Iowa lawmakers are surely familiar with the adage “If it ain’t broke, don’t fix it.” Why, then, are they trying to fix a judicial system that isn’t broken?
Iowa’s approach to the courts and to its legislative redistricting process are among the best in the nation. When one national group mapped how state districts would look if the gerrymandering so common in other states was reversed, Iowa’s map didn’t change at all.
The courts are a different matter, of course. But Iowa has done a reasonably good job of insulating judges against political influence.
Nominees for the Iowa Supreme Court and the Iowa Court of Appeals are selected by a 17-member nominating commission. Eight members are chosen by the governor with the approval of the Iowa Senate. Eight more are elected by Iowa’s attorneys, the people who know the judicial system the best. The Iowa Supreme Court’s senior judge, aside from the chief justice, chairs the commission.
Commissioners select three nominees. The governor chooses one.

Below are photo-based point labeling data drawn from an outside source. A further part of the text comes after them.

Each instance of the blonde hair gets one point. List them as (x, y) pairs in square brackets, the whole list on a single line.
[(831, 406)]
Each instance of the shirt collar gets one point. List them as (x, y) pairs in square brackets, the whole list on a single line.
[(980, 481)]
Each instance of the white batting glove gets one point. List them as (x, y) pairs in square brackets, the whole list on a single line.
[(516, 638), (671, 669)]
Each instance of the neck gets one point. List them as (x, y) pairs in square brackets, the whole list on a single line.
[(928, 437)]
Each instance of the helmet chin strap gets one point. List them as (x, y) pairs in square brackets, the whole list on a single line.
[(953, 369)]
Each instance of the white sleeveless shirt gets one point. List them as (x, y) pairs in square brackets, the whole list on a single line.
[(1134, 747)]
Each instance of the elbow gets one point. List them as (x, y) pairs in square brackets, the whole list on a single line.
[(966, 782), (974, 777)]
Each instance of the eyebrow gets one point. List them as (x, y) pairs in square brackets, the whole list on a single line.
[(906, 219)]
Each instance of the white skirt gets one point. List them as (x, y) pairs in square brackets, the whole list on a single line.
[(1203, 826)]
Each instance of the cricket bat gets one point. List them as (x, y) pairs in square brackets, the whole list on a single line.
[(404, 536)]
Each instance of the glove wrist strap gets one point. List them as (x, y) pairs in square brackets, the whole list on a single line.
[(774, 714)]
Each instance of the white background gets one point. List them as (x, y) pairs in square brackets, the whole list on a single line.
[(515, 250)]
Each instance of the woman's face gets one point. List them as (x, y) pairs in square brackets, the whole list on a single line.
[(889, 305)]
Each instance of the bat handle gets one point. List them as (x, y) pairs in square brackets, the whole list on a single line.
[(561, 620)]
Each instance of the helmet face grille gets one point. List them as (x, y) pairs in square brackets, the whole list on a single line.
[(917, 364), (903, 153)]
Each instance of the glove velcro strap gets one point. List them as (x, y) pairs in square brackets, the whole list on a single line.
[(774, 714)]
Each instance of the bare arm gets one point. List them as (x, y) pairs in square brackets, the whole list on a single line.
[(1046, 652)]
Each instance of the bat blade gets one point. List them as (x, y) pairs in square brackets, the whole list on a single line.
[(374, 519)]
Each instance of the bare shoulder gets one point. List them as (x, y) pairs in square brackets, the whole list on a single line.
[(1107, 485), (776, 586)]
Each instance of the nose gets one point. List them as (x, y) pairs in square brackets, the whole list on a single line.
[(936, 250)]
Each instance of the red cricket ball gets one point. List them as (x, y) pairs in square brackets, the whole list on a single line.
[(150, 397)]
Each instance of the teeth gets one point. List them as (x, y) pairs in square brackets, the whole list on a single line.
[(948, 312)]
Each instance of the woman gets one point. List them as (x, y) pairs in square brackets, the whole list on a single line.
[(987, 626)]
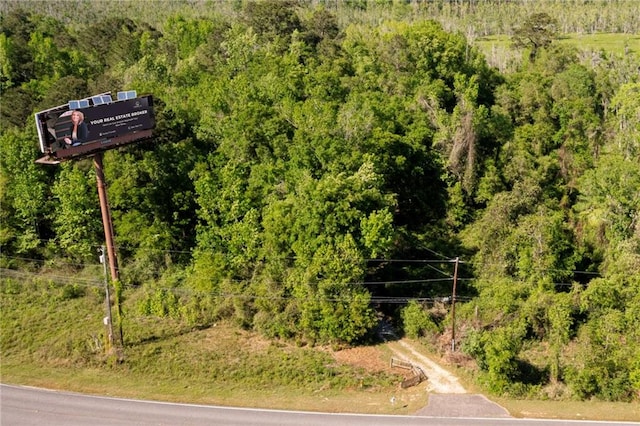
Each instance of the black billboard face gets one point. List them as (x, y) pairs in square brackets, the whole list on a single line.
[(70, 133)]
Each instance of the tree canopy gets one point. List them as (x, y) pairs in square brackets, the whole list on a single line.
[(307, 177)]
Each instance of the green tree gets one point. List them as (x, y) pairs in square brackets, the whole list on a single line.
[(537, 32)]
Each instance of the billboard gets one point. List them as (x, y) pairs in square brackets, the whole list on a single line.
[(81, 128)]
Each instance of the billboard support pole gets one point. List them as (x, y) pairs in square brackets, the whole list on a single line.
[(107, 223)]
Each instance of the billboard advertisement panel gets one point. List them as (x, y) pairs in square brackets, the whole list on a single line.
[(81, 128)]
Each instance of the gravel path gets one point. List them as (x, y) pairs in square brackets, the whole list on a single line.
[(447, 397)]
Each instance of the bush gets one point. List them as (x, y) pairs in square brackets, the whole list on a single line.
[(416, 321)]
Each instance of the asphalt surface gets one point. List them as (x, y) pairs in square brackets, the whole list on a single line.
[(22, 406)]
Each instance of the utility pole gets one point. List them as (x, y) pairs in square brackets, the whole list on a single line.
[(453, 306), (107, 224), (107, 320)]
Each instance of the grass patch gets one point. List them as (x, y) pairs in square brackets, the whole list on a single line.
[(498, 51), (572, 410), (52, 338), (52, 333)]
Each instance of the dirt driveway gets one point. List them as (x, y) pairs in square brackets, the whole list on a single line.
[(447, 397)]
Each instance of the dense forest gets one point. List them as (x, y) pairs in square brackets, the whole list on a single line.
[(319, 167)]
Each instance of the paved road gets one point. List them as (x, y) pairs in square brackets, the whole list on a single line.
[(21, 406)]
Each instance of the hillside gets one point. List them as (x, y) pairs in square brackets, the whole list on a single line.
[(314, 170)]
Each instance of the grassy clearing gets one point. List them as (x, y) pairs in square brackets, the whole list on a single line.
[(499, 53), (51, 338), (613, 43)]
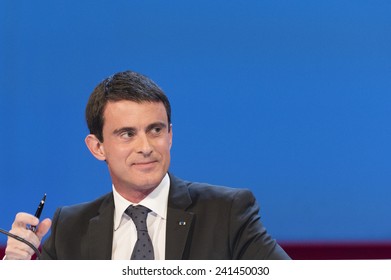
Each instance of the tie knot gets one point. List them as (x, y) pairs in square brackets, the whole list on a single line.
[(139, 215)]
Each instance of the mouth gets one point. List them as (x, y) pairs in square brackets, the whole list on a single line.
[(145, 164)]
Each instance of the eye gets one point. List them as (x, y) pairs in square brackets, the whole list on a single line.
[(126, 134)]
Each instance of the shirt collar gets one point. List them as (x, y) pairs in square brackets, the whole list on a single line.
[(157, 201)]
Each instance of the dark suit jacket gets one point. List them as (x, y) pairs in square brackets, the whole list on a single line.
[(203, 222)]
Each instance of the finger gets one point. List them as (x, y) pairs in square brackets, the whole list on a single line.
[(43, 228), (23, 219)]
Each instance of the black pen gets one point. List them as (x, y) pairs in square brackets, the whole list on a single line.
[(39, 211)]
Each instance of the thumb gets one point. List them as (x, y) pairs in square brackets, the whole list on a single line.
[(43, 228)]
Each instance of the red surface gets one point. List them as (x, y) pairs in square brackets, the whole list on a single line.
[(329, 250)]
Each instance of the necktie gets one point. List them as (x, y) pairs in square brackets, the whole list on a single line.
[(143, 249)]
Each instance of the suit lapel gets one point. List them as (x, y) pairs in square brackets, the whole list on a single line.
[(100, 231), (179, 221)]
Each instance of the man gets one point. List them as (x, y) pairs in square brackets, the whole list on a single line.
[(129, 118)]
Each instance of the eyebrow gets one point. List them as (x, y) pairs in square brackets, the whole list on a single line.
[(132, 129), (123, 129), (153, 125)]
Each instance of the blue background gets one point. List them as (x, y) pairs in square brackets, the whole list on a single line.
[(289, 98)]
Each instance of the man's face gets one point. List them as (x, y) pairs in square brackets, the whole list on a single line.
[(137, 142)]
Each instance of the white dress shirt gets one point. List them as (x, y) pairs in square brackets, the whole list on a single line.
[(125, 233)]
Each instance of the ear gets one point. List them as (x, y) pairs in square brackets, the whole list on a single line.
[(95, 146), (170, 135)]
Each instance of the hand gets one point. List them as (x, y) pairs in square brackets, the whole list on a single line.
[(17, 250)]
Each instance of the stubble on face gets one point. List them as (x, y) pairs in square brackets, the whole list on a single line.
[(137, 143)]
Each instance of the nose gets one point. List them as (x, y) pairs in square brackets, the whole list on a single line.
[(144, 146)]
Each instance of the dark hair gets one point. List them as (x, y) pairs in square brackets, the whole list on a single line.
[(126, 85)]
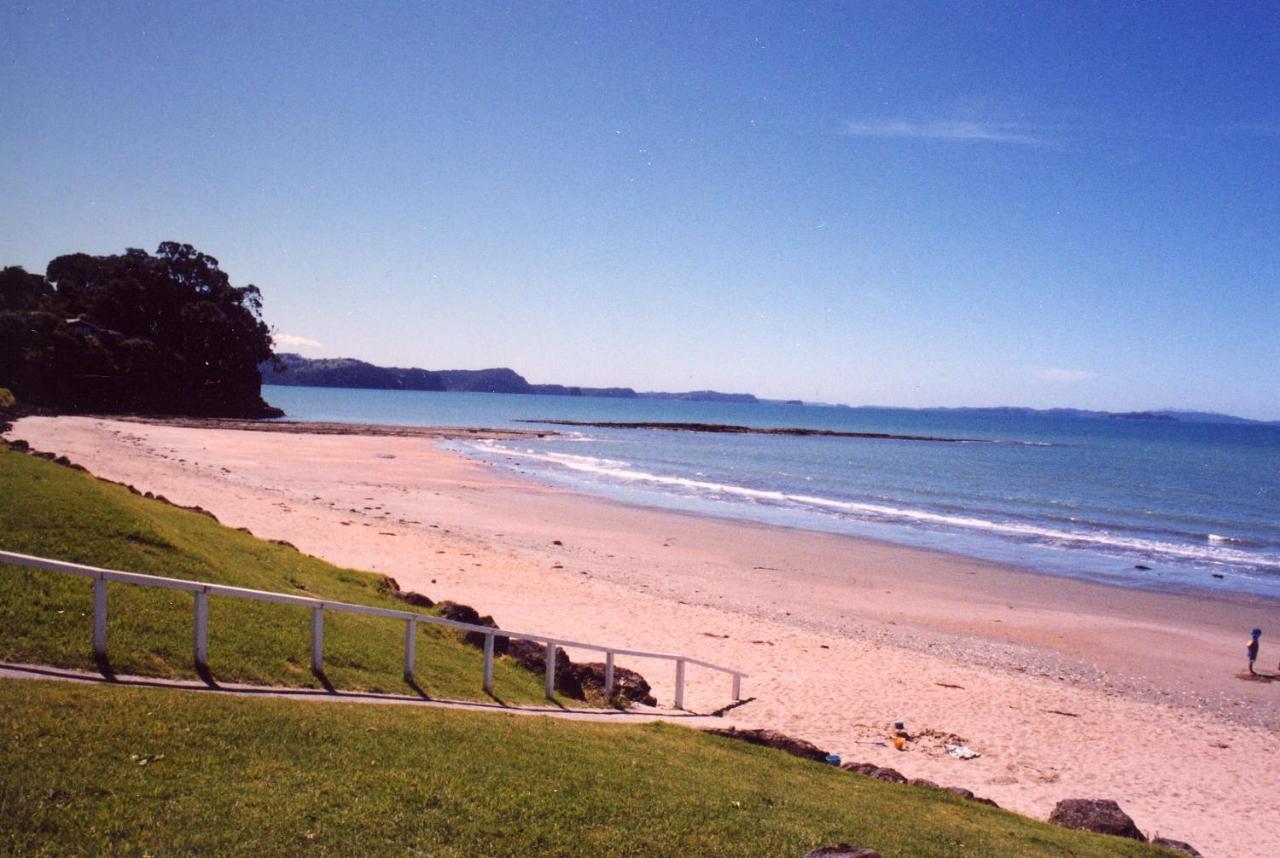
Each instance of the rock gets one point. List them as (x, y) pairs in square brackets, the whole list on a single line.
[(531, 656), (627, 684), (200, 510), (469, 615), (1176, 845), (775, 739), (1100, 815), (841, 850), (416, 599), (869, 770)]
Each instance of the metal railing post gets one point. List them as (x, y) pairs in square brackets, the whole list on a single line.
[(318, 639), (100, 617), (410, 648), (488, 663), (201, 630), (551, 671)]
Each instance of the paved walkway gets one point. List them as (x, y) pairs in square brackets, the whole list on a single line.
[(636, 715)]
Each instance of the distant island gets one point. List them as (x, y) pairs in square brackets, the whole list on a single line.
[(135, 333), (296, 370)]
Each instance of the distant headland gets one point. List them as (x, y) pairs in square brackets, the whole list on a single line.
[(295, 370), (347, 372)]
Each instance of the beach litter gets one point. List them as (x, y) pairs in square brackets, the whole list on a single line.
[(963, 752)]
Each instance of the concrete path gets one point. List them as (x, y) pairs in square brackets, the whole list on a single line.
[(636, 715)]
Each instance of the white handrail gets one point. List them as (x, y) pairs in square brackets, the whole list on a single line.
[(202, 590)]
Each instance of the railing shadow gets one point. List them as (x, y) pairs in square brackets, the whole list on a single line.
[(104, 667)]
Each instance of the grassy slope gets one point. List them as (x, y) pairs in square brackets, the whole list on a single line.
[(269, 776), (46, 617)]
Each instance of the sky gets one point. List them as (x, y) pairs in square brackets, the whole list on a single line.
[(938, 204)]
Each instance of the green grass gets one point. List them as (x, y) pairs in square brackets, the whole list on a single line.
[(268, 776), (46, 617)]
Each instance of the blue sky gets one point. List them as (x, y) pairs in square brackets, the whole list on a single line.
[(887, 204)]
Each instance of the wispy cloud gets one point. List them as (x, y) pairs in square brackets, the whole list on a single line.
[(1057, 374), (295, 341), (1255, 128), (952, 129)]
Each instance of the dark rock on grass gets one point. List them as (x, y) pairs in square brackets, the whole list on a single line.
[(417, 601), (968, 794), (627, 684), (881, 774), (571, 680), (841, 850), (1100, 815), (469, 615), (1176, 845), (894, 776), (531, 656), (775, 739)]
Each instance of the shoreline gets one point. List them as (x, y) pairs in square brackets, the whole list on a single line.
[(1066, 688)]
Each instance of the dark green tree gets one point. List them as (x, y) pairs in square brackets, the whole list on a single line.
[(163, 333)]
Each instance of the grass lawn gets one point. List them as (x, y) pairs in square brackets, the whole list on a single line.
[(46, 617), (99, 770)]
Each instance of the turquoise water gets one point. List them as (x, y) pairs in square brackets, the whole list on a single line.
[(1197, 503)]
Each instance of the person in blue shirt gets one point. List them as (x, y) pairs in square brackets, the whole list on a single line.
[(1253, 648)]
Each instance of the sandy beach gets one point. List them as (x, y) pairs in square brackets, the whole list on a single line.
[(1068, 689)]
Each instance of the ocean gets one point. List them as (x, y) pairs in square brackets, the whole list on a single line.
[(1148, 503)]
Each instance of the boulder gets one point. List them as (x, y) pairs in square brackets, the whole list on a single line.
[(1100, 815), (841, 850), (627, 684), (469, 615), (775, 739), (416, 599), (1176, 845), (871, 770), (531, 656)]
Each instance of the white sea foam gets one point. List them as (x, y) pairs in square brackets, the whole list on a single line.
[(1215, 552)]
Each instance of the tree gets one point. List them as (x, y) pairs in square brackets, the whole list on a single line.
[(133, 332)]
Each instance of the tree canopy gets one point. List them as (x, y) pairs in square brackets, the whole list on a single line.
[(163, 333)]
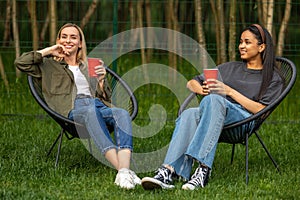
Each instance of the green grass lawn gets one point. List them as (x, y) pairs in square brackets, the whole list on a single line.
[(26, 173)]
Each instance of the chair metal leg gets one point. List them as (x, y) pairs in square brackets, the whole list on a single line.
[(247, 176), (90, 146), (267, 151), (232, 153), (59, 147), (53, 145)]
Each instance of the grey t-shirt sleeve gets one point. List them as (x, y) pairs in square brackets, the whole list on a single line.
[(199, 78), (273, 91)]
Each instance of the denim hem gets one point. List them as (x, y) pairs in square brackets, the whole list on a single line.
[(125, 147), (108, 148)]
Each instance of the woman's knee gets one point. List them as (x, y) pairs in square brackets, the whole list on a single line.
[(120, 112), (212, 99)]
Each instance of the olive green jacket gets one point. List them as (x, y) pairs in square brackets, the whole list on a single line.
[(58, 85)]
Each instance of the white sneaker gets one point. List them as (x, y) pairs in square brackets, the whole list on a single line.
[(135, 178), (126, 179)]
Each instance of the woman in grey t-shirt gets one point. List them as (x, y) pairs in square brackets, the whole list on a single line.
[(246, 88)]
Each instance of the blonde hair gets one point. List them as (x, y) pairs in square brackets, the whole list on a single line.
[(81, 56)]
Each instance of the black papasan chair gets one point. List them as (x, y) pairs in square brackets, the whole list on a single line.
[(288, 71), (72, 129)]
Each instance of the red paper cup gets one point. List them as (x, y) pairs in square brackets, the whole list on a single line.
[(210, 74), (92, 63)]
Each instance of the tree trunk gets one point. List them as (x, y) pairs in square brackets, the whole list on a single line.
[(172, 24), (264, 12), (34, 27), (149, 24), (199, 24), (260, 12), (270, 16), (217, 29), (222, 44), (142, 37), (88, 14), (200, 34), (232, 31), (16, 34), (53, 21), (283, 27), (44, 28), (3, 75), (6, 35)]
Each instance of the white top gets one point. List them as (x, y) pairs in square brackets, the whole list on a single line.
[(80, 81)]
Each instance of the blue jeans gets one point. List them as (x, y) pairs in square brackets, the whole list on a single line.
[(99, 120), (197, 132)]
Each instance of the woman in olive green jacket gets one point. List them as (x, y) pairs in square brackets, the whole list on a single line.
[(67, 89)]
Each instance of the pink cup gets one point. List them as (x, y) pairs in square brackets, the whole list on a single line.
[(210, 74), (92, 63)]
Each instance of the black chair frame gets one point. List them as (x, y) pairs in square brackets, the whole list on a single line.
[(70, 128), (288, 71)]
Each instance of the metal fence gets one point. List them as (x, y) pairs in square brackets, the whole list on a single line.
[(112, 17)]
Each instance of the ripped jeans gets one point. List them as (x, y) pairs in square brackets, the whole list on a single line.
[(99, 120), (197, 132)]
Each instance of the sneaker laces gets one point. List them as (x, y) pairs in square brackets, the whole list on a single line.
[(198, 177), (163, 174)]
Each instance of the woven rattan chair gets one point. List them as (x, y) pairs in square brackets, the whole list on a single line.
[(72, 129), (233, 133)]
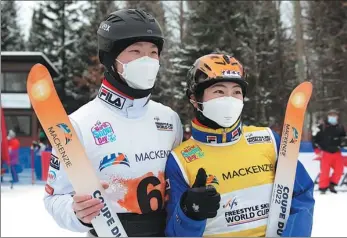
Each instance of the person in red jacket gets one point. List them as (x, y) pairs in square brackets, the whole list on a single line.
[(13, 149), (326, 141), (5, 158)]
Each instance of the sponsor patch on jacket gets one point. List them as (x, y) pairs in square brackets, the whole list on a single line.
[(103, 133), (258, 137), (192, 152), (212, 179), (52, 176), (54, 163), (152, 155), (111, 98), (49, 189), (167, 184), (114, 159), (163, 126)]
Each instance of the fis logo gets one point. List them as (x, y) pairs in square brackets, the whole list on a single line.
[(212, 179), (105, 27), (114, 160), (111, 98), (295, 136), (212, 139), (67, 132), (230, 204)]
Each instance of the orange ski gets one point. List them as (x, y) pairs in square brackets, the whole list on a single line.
[(287, 159), (70, 151)]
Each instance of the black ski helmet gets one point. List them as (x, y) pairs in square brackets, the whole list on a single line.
[(119, 30)]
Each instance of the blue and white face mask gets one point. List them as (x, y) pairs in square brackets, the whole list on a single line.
[(332, 120)]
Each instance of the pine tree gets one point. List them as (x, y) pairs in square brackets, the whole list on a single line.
[(327, 37), (38, 33), (89, 70), (55, 31), (11, 34)]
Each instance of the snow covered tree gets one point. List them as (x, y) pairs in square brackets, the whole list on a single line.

The proposal would eliminate Iowa attorneys’ role in the selection of commissioners. Instead the speaker of House, the House minority leader, and both the Senate’s majority and minority leaders would each make two appointments. The governor would select the commission’s chair from among the members. That change creates a 16-member commission and raises the possibility of ties.
Supporters say this is a way to remove undue influence from a relatively small group of people and putting responsibility for the commission with others who are answerable to voters.
Don’t you believe it.
The fact appointees face a retention election soon after their appointments already gives voters a direct say. This system has worked well since it was put in place since 1962, and there is no valid reason to change it.
What’s the real reason for this move? We suspect it comes down to disagreements with judicial rulings over the past decade. The court’s unanimous decision in Varnum v. Brien legalized same-sex marriage, and was hugely unpopular with Republican voters. More recent decisions overturning the state’s fetal heartbeat law, which prohibits abortion after a heartbeat is detected, and striking down a law requiring a 72-hour waiting period for abortions were likewise decried by conservatives.
But even that history undermines the argument that the courts are impervious to voters’ reactions. Three of the justices who decided Varnum v. Brien lost the next retention vote after a vigorous campaign by opponents of the decision. Voters had their say.
The proposed changes will not further assert the public’s voice with regard to the courts. Rather, it will position legislators to assert their self-proclaimed expertise in the place of those who have actual expertise.
Legislators already have remedies to their complaints. When a court makes a decision with which they disagree, they can pass laws or amend the Constitution to invalidate the decision. It’s surgical, a discrete response to a specific issue.
This approach, on the other hand, is anything but discrete. It’s a sledgehammer, altering the fundamental processes that create the court. It’s a fix only in the sense of trying to secure a predetermined outcome, as with the phrase, “the fix is in.”
Iowa’s courts aren’t broken. Legislators should not be trying to fix them.